Which is why I'm hoping the M9 is more like the R-D1. It's easy to forget you're shooting digital when using that camera and, as you said, that's a good deal of the annoyance of digital capture: the sense that you're taking pictures with a computer. :)

Word.
It's like using a RF... and then having the images digital vs. on film.

R-D1, digital RF done mostly right.

But I am still 90% film.
 
I think we must agree with those who say that while the technology of digital photography is advancing rapidly, that of film photography is static: that a time will come when digital will not merely imitate film but will surpass it.

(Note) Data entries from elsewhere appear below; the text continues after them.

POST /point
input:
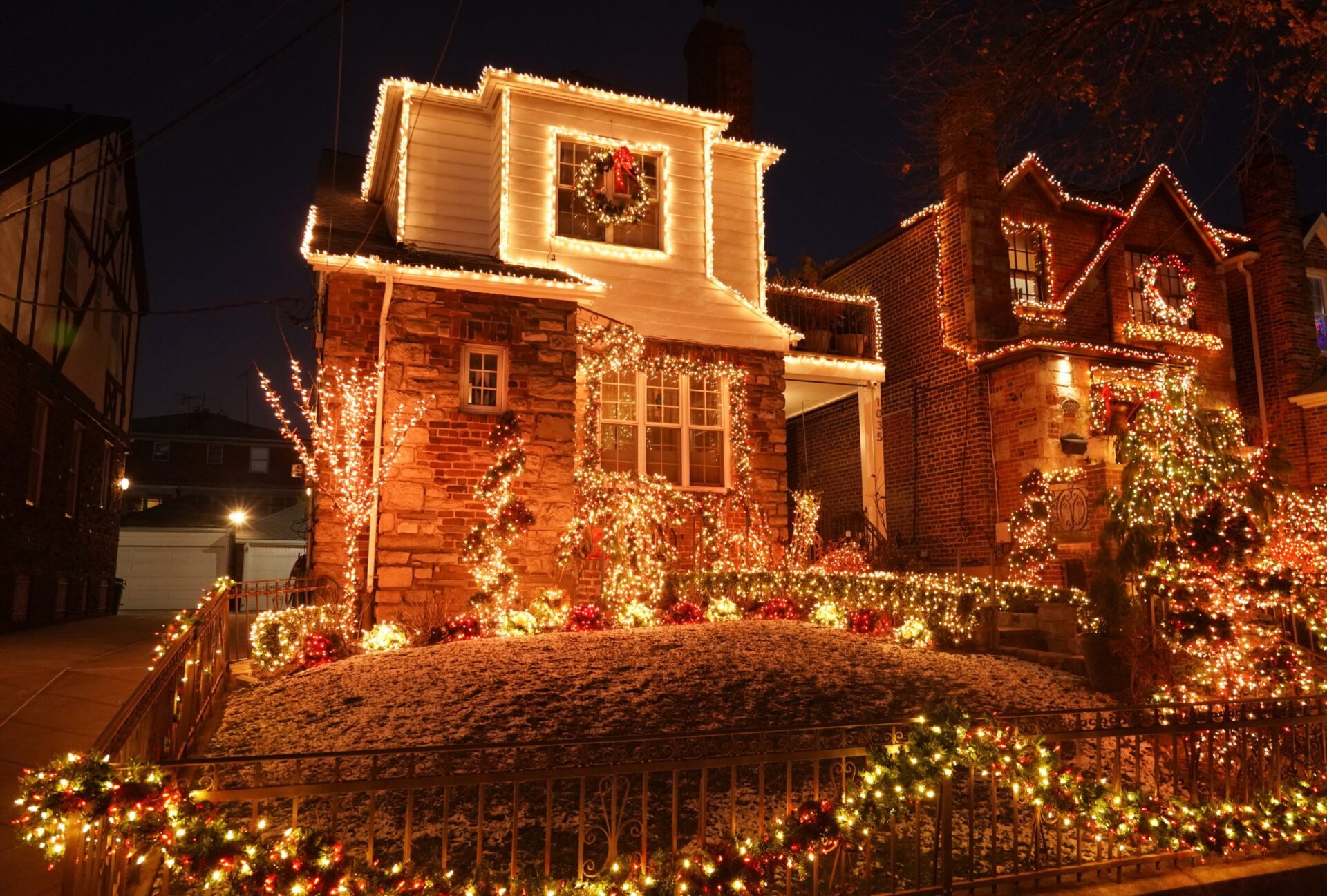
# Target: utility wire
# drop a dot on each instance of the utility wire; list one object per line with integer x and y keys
{"x": 165, "y": 130}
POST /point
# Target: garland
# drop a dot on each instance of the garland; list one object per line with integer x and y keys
{"x": 1161, "y": 309}
{"x": 206, "y": 852}
{"x": 591, "y": 193}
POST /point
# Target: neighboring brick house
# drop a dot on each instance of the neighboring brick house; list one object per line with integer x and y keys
{"x": 1277, "y": 292}
{"x": 211, "y": 466}
{"x": 72, "y": 293}
{"x": 1010, "y": 305}
{"x": 460, "y": 255}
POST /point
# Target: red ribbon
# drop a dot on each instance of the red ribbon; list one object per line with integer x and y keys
{"x": 623, "y": 166}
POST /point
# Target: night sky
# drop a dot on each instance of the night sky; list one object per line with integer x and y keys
{"x": 225, "y": 196}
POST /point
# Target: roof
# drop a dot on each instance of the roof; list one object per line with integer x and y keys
{"x": 32, "y": 135}
{"x": 291, "y": 524}
{"x": 350, "y": 226}
{"x": 200, "y": 424}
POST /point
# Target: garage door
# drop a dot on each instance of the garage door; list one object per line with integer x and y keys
{"x": 169, "y": 570}
{"x": 265, "y": 562}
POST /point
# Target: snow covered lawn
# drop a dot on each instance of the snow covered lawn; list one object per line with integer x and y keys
{"x": 672, "y": 679}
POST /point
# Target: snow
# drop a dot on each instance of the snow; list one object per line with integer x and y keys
{"x": 670, "y": 679}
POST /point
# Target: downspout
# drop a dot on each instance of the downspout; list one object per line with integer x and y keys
{"x": 1257, "y": 353}
{"x": 370, "y": 568}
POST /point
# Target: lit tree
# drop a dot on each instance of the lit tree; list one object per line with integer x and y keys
{"x": 340, "y": 411}
{"x": 507, "y": 519}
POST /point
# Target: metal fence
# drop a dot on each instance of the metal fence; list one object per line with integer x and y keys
{"x": 572, "y": 809}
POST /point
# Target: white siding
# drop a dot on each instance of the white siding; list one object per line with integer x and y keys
{"x": 737, "y": 243}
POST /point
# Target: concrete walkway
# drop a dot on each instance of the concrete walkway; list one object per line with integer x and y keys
{"x": 60, "y": 687}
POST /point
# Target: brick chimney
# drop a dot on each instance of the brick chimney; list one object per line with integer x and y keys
{"x": 1282, "y": 304}
{"x": 976, "y": 252}
{"x": 718, "y": 72}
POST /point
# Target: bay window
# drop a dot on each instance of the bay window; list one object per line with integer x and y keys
{"x": 668, "y": 424}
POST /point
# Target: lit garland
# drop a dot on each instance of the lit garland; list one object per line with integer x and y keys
{"x": 594, "y": 195}
{"x": 203, "y": 851}
{"x": 507, "y": 517}
{"x": 1178, "y": 336}
{"x": 340, "y": 410}
{"x": 806, "y": 519}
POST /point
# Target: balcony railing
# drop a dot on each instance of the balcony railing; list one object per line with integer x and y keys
{"x": 832, "y": 324}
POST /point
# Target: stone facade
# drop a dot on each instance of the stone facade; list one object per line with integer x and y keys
{"x": 426, "y": 505}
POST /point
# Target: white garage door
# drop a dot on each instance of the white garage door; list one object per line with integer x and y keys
{"x": 170, "y": 569}
{"x": 263, "y": 562}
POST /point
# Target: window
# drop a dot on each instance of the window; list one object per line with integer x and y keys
{"x": 483, "y": 385}
{"x": 37, "y": 451}
{"x": 1028, "y": 267}
{"x": 1318, "y": 291}
{"x": 575, "y": 220}
{"x": 673, "y": 426}
{"x": 108, "y": 473}
{"x": 1168, "y": 281}
{"x": 72, "y": 480}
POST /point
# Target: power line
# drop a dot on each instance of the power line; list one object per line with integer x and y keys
{"x": 165, "y": 130}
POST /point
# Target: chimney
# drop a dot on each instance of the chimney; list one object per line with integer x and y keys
{"x": 1282, "y": 305}
{"x": 718, "y": 70}
{"x": 976, "y": 252}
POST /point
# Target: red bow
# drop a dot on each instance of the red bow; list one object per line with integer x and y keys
{"x": 623, "y": 164}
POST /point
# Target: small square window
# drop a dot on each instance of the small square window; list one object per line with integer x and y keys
{"x": 483, "y": 379}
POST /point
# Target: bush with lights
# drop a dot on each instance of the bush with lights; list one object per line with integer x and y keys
{"x": 149, "y": 817}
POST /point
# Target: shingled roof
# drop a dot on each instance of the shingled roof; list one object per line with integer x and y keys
{"x": 349, "y": 226}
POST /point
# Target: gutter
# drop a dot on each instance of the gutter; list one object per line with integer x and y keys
{"x": 1253, "y": 334}
{"x": 370, "y": 568}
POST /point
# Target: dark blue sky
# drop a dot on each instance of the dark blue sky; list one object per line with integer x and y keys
{"x": 225, "y": 198}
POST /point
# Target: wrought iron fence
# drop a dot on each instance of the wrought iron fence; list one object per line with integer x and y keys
{"x": 572, "y": 809}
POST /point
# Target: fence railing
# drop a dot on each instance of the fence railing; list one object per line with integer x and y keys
{"x": 572, "y": 809}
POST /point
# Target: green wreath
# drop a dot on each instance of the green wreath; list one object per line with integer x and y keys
{"x": 590, "y": 187}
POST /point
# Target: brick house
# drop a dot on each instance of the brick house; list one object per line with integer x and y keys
{"x": 460, "y": 255}
{"x": 1013, "y": 305}
{"x": 72, "y": 292}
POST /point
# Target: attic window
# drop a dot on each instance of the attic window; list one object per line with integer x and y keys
{"x": 574, "y": 220}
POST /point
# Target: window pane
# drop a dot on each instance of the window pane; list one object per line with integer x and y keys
{"x": 619, "y": 397}
{"x": 706, "y": 457}
{"x": 705, "y": 402}
{"x": 619, "y": 443}
{"x": 663, "y": 399}
{"x": 664, "y": 452}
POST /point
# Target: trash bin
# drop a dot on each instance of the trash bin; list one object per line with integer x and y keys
{"x": 117, "y": 591}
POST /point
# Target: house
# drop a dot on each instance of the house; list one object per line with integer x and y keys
{"x": 1277, "y": 308}
{"x": 213, "y": 464}
{"x": 72, "y": 293}
{"x": 461, "y": 255}
{"x": 1019, "y": 318}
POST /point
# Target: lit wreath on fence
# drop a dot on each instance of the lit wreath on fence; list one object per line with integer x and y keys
{"x": 590, "y": 187}
{"x": 1161, "y": 309}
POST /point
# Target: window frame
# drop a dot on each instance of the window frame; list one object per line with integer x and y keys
{"x": 75, "y": 464}
{"x": 37, "y": 451}
{"x": 470, "y": 349}
{"x": 657, "y": 196}
{"x": 1319, "y": 313}
{"x": 684, "y": 426}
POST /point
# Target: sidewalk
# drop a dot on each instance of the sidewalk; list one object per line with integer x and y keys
{"x": 60, "y": 687}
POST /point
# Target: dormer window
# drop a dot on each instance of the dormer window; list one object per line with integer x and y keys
{"x": 1028, "y": 265}
{"x": 576, "y": 222}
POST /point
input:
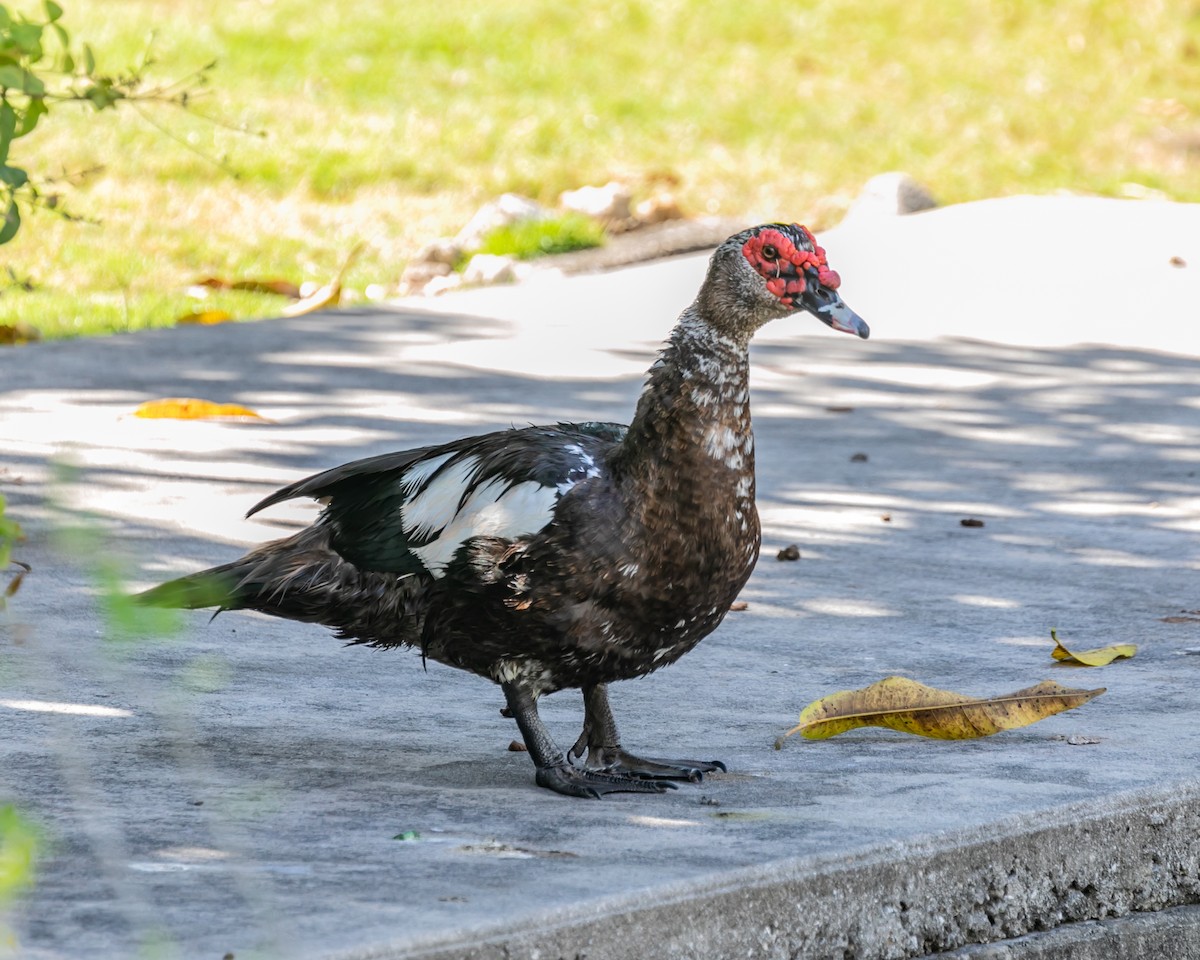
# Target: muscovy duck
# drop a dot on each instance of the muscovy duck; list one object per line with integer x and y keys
{"x": 564, "y": 556}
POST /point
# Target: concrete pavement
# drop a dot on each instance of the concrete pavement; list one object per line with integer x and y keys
{"x": 239, "y": 789}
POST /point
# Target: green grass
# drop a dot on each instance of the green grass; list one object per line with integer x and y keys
{"x": 391, "y": 123}
{"x": 535, "y": 238}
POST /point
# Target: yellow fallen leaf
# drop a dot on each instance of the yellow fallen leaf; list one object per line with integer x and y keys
{"x": 190, "y": 408}
{"x": 280, "y": 287}
{"x": 1098, "y": 657}
{"x": 13, "y": 334}
{"x": 911, "y": 707}
{"x": 204, "y": 318}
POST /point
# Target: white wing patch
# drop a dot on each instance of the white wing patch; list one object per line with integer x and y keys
{"x": 457, "y": 504}
{"x": 491, "y": 510}
{"x": 436, "y": 505}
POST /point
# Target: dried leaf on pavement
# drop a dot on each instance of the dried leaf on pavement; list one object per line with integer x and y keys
{"x": 1098, "y": 657}
{"x": 911, "y": 707}
{"x": 190, "y": 408}
{"x": 12, "y": 334}
{"x": 204, "y": 318}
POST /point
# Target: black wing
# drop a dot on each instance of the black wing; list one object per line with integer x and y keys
{"x": 409, "y": 511}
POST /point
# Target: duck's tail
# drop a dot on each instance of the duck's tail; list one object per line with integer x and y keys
{"x": 303, "y": 579}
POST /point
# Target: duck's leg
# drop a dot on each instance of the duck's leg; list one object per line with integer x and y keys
{"x": 603, "y": 743}
{"x": 553, "y": 769}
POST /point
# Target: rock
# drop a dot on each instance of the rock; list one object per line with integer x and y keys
{"x": 486, "y": 268}
{"x": 610, "y": 203}
{"x": 442, "y": 285}
{"x": 420, "y": 273}
{"x": 443, "y": 250}
{"x": 891, "y": 195}
{"x": 658, "y": 209}
{"x": 503, "y": 211}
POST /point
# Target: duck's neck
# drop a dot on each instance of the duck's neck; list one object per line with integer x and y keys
{"x": 693, "y": 420}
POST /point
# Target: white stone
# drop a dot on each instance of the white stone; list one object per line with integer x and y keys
{"x": 607, "y": 203}
{"x": 658, "y": 209}
{"x": 487, "y": 268}
{"x": 891, "y": 195}
{"x": 442, "y": 285}
{"x": 503, "y": 211}
{"x": 443, "y": 250}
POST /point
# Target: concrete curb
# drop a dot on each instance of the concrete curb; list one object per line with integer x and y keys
{"x": 1139, "y": 851}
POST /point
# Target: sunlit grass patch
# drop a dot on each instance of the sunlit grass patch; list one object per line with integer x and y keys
{"x": 391, "y": 125}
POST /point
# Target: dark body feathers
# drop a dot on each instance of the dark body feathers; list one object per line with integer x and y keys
{"x": 559, "y": 556}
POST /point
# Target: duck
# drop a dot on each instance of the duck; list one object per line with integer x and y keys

I think we must agree that digital camera technology still has a very long way to go.
 
I don't think a nut or die hard....but you must shoot a lot of film to justify a mini lab. I have several hundo in processing equipment (incl. enlargers/lenses, etc.), but it's all manual. There's a way to do what the machine does by hand, just more slowly. I can't justify running a line when a tank & water bath will do. I just don't do more than four rolls at a crack.

Who knows, I'm probably behind the times (wouldn't be the first occurance).

Jo

I'm just seeing $6000.00 automatic mini-lab machines selling for $500 on Ebay (I bought one). I can process two rolls at a time in either B/W, C-41 or E6 without any fuss, just push a button. Small machine that sits on top of a table with lots of bottles attached.